02Cioè se il corredo era a 20 a 40 a 50 significava che il numero dei capi: lenzuola, federe, camice  ecc.,  ecc.,  erano di quell’espressione numerica. Il ché come è ovvio, tramite i presenti, veniva divulgato in paese. La notizia culturalmente costituiva il fondamento di accrescimento o decrescimento delle condizioni economiche di quella famiglia. Finalmente il giorno delle nozze, i festeggiamenti “clou” di tutta quell’intrapresa. Le modalità secondo gli usi e costumi, variavano da famiglia a famiglia. Il rituale comune a tutti, era costituito dalla preparazione di un corteo di coppie, che seguiva gli sposi, a piedi, per raggiungere la Chiesa Parrocchiale. I giovani di sesso opposto, non avendo mai modo di avvicinarsi e contattarsi per le strade del paese, in quella precisa occasione erano timorosi, vibranti e goffi. I giovani, porgendo il braccio alla ragazza venivano a trovarsi in uno stato mentale di profonda euforia. Quel contatto, ancorché esteriore, realizzava sogni eterei. Attitudini allo scambio comunicativo non mi sembra che se ne manifestassero.

La fantasia, tuttavia, sono certo che raggiungeva vette sublimi.

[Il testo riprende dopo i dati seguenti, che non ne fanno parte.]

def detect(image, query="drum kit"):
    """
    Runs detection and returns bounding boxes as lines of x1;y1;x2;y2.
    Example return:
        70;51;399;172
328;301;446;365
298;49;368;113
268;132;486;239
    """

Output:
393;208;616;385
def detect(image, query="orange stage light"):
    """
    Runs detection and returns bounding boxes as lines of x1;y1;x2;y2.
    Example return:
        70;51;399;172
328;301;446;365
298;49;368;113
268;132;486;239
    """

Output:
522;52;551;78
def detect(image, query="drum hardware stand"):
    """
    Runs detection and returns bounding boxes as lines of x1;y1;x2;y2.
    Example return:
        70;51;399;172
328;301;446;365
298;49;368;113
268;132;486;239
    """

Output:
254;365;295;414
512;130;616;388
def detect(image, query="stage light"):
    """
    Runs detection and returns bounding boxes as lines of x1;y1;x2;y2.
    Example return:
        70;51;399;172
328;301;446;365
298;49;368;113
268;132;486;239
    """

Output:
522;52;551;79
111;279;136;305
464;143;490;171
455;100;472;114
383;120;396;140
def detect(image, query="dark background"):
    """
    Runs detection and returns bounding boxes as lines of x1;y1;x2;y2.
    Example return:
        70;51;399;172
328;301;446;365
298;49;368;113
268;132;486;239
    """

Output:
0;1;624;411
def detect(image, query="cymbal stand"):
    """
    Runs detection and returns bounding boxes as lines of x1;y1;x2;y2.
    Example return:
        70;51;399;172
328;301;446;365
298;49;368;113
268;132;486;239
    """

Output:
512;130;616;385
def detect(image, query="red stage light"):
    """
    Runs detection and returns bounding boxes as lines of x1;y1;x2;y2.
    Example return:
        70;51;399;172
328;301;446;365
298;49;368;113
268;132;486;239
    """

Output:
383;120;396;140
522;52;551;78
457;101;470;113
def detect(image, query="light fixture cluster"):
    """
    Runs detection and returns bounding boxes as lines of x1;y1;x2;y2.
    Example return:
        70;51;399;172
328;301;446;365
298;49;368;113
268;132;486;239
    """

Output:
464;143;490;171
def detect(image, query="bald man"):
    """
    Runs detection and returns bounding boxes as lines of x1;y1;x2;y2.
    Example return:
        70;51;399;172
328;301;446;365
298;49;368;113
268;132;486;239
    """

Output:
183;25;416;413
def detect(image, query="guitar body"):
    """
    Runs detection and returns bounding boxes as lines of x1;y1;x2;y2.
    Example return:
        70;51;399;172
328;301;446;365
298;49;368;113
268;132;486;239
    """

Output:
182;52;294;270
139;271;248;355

Seguiva il pranzo, cui partecipavano soltanto dei parenti stretti.

La serata, generalmente, terminava con danze dell’epoca: mazurke, valzer, tanghi… al suono di vecchi grammofoni o musica prodotta da giovani che suonavano il mandolino, la chitarra, il clarino… .

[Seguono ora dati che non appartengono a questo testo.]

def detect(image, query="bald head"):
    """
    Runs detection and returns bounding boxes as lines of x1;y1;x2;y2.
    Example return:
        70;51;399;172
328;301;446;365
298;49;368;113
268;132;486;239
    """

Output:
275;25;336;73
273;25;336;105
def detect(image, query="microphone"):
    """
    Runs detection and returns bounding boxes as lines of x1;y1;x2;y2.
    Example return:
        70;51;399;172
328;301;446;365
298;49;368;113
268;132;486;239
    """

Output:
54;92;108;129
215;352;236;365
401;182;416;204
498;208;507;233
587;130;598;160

Poiché tali danze esigono per una riuscita perfetta, un certo avvinghiamento, e, per costume questo non era consentito, ci si accontentava della stretta di mano e della semplice e discosta vicinanza dei due corpi.

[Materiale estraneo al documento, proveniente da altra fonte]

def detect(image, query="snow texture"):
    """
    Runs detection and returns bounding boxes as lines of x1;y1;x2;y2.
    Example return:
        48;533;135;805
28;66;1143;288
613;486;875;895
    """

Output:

foto tratta dal "Dizionario dialettale di Francavilla sul Sinni" di Luigi Viceconte.
foto tratta dal “Dizionario dialettale di Francavilla sul Sinni” di Luigi Viceconte.

Caratteristico era anche la celebrazione del matrimonio dei concittadini delle campagne o frazioni. Il corteo, in modo sparso, partiva dall’abitazione della sposa e procedeva per le strade mulattiere. I convitati, tutti in ghingheri, seguivano gli sposi, scortati da altri uomini che suonavano degli organetti, mentre altri attrezzati di fucili carichi, ed a scansione di tempo sparavano in aria per comunicare a tutti che era di passaggio una sposa o che questa si avvicinava alla Chiesa Parrocchiale.

L’”abbuffata” costituiva la fase eclatante.  Su quelle tavole apparecchiate abbondava il cibo fino allo spreco. Anche per questi sposi, la giornata terminava con danze in cui prevaleva la tarantella (tipo di danza in cui i corpi de partecipanti sono separati, ma si incontrano e si allontanano, seguendo delle linee irregolari e delle volute con le braccia, su di un ballatoio). Quella danza con quei particolari ritmi, lo schioccare delle dita e lo sbattere delle mani, esaltavano lo spirito animatore di tutti i convitati: la partecipazione anche corale di tutti, era componente di una più ampia espressione di avvenimento, in cui si fondono gli interessi individuali e quelli collettivi e che tendono alla realizzazione di una concretezza reale e vitale.